Friedewald admitted that there are limitations to tomosynthesis. Of particular note, there are significant variabilities based on breast densities, said Friedewald. This is important, explained Friedewald, because women defined as having dense breasts can have either heterogeneously dense breast tissue or extreme dense breast tissue.
“Still more studies need to be done to recognize the benefits in each of those categories,” she argued.
“It isn’t perfect. A lot of people think tomosynthesis is the answer and that they don’t need to do anything else. That’s simply not true,” cautioned Friedewald. “There are some things
it misses but it’s still a big improvement over 2D alone.”
Friedewald provided examples of where an ultrasound after tomosynthesis imaging provided additional information the new technology had missed. In one case a large mass detected a year after the initial tomosynthesis screening showed no cause for concern.

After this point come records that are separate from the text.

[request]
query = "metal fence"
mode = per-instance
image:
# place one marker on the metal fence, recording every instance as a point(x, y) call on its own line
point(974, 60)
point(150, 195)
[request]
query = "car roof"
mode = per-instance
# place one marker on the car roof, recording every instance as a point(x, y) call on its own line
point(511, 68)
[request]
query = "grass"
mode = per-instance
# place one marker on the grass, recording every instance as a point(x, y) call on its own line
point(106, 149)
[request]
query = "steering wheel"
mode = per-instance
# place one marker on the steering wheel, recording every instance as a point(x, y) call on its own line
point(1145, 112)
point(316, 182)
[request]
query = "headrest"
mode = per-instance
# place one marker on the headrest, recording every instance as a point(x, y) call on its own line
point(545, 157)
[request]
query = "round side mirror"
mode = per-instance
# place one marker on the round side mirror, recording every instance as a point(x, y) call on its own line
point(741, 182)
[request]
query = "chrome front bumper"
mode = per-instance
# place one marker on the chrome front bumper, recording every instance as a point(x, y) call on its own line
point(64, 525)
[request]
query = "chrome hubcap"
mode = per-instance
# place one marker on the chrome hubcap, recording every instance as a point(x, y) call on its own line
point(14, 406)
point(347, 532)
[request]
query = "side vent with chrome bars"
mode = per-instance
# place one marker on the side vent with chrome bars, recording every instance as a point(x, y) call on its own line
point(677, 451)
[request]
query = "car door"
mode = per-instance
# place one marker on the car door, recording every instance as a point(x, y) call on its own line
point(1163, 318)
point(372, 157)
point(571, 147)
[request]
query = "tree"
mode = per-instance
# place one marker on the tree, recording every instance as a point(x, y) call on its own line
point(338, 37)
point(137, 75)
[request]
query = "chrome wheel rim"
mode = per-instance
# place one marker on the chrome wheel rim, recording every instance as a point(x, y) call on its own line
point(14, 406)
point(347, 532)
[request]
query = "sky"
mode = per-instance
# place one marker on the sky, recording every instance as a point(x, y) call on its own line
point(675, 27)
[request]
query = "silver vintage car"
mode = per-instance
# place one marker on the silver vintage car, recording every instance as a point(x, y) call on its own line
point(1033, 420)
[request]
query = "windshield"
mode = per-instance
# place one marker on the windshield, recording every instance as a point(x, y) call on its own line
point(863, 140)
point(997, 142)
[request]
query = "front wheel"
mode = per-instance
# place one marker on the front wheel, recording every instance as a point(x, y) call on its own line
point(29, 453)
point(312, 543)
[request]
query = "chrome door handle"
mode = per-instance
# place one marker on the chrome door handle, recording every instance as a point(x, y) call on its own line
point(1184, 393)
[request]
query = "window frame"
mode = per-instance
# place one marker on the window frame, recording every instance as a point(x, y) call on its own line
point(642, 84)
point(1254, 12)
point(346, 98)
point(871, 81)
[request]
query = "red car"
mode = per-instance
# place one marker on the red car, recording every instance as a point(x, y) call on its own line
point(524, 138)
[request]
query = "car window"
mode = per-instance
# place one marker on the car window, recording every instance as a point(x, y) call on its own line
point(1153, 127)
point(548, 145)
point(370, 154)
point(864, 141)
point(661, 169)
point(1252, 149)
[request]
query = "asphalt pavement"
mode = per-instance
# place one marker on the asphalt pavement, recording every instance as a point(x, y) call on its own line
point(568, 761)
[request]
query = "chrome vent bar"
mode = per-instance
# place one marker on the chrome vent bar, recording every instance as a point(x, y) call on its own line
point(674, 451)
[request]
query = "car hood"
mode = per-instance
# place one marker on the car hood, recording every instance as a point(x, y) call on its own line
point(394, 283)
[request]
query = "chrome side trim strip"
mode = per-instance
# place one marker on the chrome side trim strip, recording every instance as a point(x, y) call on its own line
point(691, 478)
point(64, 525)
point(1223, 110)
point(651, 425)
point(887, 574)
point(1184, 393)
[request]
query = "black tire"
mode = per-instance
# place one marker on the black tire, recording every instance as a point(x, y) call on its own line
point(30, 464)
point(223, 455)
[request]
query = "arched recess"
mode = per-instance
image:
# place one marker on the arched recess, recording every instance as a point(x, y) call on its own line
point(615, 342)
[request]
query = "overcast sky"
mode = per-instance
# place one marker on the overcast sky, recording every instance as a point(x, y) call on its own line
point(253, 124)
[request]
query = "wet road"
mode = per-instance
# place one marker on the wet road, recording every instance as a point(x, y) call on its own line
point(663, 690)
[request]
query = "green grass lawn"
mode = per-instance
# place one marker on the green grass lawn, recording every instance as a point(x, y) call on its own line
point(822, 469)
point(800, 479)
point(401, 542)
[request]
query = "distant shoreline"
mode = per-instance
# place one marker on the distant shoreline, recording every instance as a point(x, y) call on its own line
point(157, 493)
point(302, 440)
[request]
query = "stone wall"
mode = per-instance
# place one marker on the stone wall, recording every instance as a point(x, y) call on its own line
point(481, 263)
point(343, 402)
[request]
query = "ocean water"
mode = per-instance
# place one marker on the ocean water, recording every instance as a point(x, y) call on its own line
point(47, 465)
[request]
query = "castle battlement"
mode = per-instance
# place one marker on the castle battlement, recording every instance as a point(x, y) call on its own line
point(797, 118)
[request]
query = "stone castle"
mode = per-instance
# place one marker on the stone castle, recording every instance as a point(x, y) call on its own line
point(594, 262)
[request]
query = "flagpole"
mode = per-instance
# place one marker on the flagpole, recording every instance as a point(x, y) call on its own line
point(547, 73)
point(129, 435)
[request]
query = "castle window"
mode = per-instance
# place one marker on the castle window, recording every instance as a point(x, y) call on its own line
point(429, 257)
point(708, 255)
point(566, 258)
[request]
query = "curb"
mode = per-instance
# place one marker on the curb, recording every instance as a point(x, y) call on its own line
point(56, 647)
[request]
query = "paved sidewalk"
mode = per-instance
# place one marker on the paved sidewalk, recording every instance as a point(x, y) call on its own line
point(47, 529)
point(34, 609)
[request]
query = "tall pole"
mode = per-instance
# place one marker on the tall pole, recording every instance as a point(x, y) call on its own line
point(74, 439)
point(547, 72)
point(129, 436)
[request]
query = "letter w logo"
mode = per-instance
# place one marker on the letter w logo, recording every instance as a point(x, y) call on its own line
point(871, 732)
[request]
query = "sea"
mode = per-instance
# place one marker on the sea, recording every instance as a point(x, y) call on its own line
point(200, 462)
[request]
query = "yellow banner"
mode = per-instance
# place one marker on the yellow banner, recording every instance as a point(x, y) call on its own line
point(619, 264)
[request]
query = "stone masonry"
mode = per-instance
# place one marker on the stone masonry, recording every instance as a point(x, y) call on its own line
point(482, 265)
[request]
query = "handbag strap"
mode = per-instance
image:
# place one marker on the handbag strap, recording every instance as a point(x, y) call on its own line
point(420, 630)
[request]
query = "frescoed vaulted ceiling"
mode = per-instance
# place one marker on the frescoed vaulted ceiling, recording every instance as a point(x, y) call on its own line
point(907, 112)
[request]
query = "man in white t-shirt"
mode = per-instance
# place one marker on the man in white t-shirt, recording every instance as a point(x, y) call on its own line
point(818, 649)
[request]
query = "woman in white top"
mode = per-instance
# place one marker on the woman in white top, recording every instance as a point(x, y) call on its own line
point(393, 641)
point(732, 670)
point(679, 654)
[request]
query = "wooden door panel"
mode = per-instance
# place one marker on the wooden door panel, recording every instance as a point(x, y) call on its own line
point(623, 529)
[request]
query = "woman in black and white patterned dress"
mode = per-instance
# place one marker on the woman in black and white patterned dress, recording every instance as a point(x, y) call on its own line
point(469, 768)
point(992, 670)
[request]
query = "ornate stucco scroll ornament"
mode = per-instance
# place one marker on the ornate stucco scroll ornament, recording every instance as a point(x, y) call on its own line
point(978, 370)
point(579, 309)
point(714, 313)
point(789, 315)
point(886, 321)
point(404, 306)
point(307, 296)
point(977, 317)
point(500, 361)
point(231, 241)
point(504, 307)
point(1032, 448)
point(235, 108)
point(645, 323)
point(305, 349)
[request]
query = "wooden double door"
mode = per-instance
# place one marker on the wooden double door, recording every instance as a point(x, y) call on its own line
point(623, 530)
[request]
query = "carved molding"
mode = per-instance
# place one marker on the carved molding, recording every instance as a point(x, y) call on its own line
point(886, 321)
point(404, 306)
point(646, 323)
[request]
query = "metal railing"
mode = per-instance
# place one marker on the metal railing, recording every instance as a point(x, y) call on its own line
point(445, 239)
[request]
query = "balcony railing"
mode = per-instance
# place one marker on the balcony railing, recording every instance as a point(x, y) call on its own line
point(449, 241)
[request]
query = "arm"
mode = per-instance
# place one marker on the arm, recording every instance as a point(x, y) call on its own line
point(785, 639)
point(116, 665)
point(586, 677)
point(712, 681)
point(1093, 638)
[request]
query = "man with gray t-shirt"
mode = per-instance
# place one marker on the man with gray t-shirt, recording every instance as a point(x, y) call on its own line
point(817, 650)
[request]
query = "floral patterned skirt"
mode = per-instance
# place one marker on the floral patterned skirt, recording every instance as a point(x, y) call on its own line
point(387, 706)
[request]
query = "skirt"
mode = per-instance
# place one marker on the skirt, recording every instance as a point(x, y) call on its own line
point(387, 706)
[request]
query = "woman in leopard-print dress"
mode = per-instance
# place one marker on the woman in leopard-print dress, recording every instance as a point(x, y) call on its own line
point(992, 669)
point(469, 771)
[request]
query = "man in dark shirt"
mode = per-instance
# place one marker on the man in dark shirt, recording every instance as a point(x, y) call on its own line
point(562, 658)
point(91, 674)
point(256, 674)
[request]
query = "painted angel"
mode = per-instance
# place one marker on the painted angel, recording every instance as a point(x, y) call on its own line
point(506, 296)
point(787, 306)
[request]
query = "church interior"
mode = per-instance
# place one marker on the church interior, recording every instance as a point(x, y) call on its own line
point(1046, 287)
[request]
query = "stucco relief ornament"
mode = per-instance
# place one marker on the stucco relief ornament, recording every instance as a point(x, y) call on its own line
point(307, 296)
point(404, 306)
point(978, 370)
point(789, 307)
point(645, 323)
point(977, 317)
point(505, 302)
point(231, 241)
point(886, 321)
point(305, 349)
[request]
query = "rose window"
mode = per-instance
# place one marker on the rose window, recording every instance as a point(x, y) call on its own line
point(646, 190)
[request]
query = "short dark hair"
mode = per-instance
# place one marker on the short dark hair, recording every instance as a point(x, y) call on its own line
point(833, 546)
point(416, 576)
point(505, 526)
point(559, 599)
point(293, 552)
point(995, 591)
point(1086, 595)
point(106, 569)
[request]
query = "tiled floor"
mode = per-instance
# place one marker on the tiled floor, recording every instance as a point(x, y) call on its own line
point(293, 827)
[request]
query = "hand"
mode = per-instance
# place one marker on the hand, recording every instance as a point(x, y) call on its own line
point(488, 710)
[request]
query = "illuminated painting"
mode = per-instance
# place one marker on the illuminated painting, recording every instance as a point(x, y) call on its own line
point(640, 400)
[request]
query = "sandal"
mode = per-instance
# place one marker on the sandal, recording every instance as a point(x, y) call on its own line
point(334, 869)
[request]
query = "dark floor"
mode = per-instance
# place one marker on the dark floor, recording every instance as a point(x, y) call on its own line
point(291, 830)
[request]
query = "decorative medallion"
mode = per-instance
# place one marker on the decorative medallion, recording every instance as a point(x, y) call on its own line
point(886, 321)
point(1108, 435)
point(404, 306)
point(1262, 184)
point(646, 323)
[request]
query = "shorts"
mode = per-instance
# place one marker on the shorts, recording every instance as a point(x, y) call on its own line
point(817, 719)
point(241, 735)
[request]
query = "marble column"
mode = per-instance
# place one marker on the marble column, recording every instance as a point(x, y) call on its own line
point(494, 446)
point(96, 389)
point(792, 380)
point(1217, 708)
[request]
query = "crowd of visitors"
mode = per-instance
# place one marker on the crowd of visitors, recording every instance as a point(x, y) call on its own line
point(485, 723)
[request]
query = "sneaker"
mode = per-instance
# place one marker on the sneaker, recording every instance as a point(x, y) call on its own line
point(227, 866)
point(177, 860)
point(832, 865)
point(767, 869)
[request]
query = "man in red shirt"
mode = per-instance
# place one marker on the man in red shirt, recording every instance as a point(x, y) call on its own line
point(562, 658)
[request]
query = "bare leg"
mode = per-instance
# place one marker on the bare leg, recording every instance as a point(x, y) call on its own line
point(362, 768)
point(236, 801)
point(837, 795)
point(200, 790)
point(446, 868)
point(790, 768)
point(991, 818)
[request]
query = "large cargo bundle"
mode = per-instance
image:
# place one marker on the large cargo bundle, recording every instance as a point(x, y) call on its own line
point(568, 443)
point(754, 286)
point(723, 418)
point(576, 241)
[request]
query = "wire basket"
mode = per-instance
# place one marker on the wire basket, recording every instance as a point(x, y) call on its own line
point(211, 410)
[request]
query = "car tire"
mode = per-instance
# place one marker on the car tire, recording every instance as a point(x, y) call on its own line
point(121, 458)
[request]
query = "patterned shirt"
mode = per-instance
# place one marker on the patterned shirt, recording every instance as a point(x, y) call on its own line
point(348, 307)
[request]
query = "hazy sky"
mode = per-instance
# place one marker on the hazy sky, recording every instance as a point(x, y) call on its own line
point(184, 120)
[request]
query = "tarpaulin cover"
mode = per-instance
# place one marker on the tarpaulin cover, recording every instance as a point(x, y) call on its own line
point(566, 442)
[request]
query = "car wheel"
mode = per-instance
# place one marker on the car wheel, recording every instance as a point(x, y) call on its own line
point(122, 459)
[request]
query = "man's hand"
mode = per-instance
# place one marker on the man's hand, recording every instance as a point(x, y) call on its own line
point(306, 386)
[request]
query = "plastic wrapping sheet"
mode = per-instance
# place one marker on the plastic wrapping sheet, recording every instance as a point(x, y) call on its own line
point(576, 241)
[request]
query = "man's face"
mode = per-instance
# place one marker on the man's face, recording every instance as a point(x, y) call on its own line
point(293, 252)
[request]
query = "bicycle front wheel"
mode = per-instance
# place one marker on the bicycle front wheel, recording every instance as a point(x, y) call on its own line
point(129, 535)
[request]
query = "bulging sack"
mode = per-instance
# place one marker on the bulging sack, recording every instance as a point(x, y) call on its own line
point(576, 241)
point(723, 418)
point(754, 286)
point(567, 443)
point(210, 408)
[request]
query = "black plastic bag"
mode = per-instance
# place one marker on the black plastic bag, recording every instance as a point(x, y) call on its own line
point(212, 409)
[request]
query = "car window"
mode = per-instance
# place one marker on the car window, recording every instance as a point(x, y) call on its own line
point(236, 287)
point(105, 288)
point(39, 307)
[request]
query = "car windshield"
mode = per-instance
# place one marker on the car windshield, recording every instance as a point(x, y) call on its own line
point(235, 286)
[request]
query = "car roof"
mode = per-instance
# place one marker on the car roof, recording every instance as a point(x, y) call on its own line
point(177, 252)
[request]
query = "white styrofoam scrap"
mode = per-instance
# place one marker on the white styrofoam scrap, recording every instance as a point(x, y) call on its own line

Friedewald also cautioned against a limited use of tomosynthesis, for example 3D imaging with MLO view only, as more views may be needed to detect the widest range of abnormalities. “Some cancers are still only seen in one projection,” explained Friedewald.
Also, for all sites reporting on tomosynthesis use, there was no change in ductal carcinoma in situ detection with tomosynthesis, said Friedewald.
Perhaps the biggest plus for tomosynthesis is the role it plays in boosting the recommendation for annual mammograms, an area of continued controversy in the breast cancer care community. “With tomosynthesis, we are really able to drop that false-positive rate, which is part of the major concern with annual cancer screenings,” concluded Friedewald.
Friedewald SM, Rafferty EA, Rose SL, et al. Breast cancer screening using tomosynthesis in combination with digital mammography.JAMA.2014;311(24):2499-2507.
In traditional, 2D mammography, Friedewald explained, there’s a high sensitivity on identifying invasive abnormalities in fatty breasts, but that sensitivity drops significantly in women with dense breast tissue, who account for half of the screening population. “2D mammography can hide an abnormality and it can also make it appear there’s a lesion there when it doesn’t really exist, resulting in false-negatives and recall,” said Friedewald.